St. Elizabeth hosts Alzheimer's cooking workshop
St. Elizabeth Hospital, in partnership with LeBlanc's Frais Marche and the Alzheimer’s Services of the Capital Area, hosted an educational cooking workshop on Monday to offer tips and strategies on cooking and eating choices for Alzheimer’s caregivers and those living with the disease.
LeBlanc's Chef Sally gave meal demonstrations to showcase the various food and drink options best suitable for Alzheimer’s patients, as healthy eating plays a big role in decreasing the chances of someone developing Alzheimer’s or Dementia.
According to Dana Territo, Director of Services for the Alzheimer’s Services of the Capital Area, the brain requires a variety of healthy foods and vitamins to properly function. Too little consumption of clean foods leads to impaired cognitive functions, which induces memory loss.
Foods high in antioxidants such as leafy green vegetables, salmon and other cold-water fish, berries and dark skinned fruits, coffee, chocolate and extra virgin olive oil help to boost memory, while foods such as processed cheeses and meats, margarine, beer and white bread, rice, sugar, flour and pasta promote memory loss.
"When we don't have a diet rich in antioxidants then our brain cells can potentially be damaged earlier," Territo said. "Any antioxidants helps prevent and repairs the damage that are caused by excessive free radicals in our brains."
In a study conducted by the Mayo Clinic, the Mediterranean Diet showed to reduce the risk of developing Alzheimer’s by 34 to 48 percent. The diet focuses on eating primarily plant-based foods such as fruits, vegetables, whole grains and nuts. Other components to the diet include limiting red meat consumption to a few times a month, eating fish and poultry at a minimum of twice a week, replacing salt with herbs and spices and butter with health fats such as olive and canola oil.
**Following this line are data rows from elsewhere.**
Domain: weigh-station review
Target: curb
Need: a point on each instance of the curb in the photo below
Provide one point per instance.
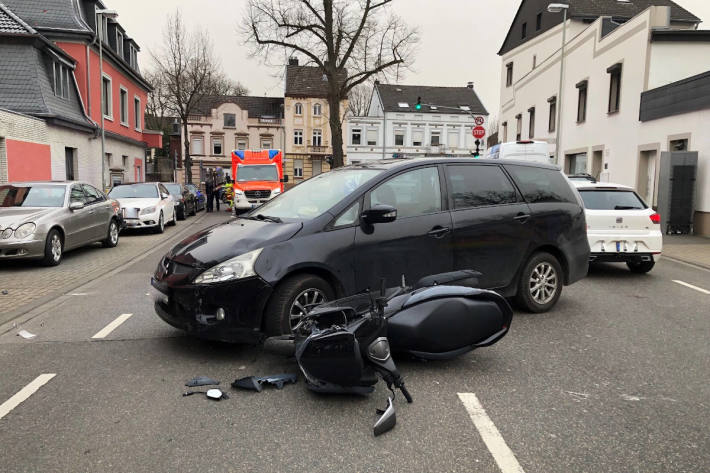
(41, 305)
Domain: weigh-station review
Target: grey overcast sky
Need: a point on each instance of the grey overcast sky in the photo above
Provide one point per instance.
(459, 39)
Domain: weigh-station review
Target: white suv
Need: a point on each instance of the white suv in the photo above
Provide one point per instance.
(620, 226)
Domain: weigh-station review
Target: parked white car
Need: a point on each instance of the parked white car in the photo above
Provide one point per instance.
(620, 226)
(145, 205)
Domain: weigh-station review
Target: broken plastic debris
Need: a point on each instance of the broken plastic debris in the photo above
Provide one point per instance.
(254, 383)
(201, 381)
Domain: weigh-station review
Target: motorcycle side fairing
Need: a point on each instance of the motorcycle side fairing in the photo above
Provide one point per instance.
(443, 322)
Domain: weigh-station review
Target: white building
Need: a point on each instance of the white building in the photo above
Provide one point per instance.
(636, 84)
(394, 127)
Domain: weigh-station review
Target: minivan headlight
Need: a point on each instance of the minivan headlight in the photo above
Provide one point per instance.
(25, 230)
(239, 267)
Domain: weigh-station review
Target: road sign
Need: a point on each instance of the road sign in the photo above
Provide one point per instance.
(479, 132)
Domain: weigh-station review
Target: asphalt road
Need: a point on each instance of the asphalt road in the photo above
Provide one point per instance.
(615, 379)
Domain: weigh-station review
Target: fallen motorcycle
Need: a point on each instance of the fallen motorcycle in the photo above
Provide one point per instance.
(342, 346)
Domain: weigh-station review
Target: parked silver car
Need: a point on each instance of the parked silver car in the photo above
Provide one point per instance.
(42, 220)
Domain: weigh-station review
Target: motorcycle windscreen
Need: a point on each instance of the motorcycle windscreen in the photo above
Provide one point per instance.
(446, 325)
(333, 358)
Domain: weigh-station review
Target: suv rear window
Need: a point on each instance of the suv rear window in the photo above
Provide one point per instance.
(611, 200)
(476, 186)
(541, 184)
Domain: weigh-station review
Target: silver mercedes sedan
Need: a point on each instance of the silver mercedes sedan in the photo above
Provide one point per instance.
(42, 220)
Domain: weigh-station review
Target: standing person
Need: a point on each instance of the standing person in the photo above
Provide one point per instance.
(209, 189)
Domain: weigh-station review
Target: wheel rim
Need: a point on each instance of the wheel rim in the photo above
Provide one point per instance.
(113, 233)
(56, 245)
(543, 283)
(304, 303)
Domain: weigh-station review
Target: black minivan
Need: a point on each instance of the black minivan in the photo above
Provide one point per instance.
(520, 224)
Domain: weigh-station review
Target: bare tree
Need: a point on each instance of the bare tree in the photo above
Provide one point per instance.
(188, 72)
(350, 40)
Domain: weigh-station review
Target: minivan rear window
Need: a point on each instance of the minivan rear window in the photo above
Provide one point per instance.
(611, 200)
(477, 186)
(542, 184)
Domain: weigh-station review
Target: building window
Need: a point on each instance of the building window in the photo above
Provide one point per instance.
(317, 138)
(119, 43)
(509, 74)
(297, 168)
(614, 87)
(417, 137)
(61, 80)
(124, 106)
(197, 145)
(137, 113)
(356, 137)
(372, 137)
(518, 126)
(582, 102)
(106, 97)
(217, 146)
(399, 138)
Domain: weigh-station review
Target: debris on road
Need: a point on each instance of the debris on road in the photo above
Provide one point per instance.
(201, 381)
(254, 383)
(26, 335)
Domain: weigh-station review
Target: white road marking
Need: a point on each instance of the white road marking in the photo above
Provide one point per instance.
(24, 393)
(502, 454)
(699, 289)
(103, 333)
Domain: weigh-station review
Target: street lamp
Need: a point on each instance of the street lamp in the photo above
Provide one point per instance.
(556, 8)
(100, 15)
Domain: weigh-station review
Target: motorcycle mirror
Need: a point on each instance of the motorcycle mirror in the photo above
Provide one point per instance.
(387, 420)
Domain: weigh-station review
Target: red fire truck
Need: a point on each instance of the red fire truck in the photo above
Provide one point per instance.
(258, 177)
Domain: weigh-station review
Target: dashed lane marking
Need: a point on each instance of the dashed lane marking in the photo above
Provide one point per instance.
(699, 289)
(24, 393)
(502, 454)
(103, 333)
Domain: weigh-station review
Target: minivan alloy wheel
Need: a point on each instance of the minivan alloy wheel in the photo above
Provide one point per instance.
(543, 283)
(304, 303)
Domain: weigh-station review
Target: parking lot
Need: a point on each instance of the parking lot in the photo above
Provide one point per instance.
(613, 379)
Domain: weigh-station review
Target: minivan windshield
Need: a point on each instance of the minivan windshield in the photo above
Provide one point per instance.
(315, 196)
(32, 196)
(257, 172)
(611, 200)
(134, 191)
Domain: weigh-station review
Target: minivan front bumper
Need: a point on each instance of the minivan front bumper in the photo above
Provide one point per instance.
(194, 308)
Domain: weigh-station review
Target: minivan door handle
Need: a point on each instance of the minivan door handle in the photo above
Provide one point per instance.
(438, 232)
(521, 217)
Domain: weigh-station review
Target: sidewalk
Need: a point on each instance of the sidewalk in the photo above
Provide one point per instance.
(688, 248)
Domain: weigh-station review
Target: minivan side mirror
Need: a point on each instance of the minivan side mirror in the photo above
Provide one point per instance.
(379, 214)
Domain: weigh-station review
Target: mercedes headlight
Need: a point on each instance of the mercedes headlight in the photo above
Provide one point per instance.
(239, 267)
(25, 230)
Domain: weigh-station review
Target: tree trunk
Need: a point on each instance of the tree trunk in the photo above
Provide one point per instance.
(187, 158)
(336, 131)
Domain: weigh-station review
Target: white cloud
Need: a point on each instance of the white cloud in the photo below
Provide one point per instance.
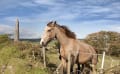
(115, 28)
(45, 2)
(6, 29)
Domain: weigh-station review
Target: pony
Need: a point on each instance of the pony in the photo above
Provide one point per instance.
(80, 52)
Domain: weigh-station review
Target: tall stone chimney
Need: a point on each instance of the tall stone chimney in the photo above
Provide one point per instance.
(16, 37)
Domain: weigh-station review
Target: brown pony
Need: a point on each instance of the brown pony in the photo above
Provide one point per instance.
(80, 52)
"We recommend the Mediterranean Diet wholeheartedly for saving off Alzheimer’s and reducing your risk," she said.
There are various signs to be aware of that can signal the early stages of Dementia, Territo said. Early signs include problems with grocery shopping, skipping meals or not eating at all, becoming unreliable about eating history, beginning to forget he/she has already eaten and forgetting to drink or deliberately restricting fluids.
Colors also play a vital role in helping cope for those affected by Alzheimer's, as they are visual stimulant that aids in eating. The two colors found to have the most response is red and blue. Approximately 35 percent of Alzheimer's patients were found to eat more when a red or blue plate was available.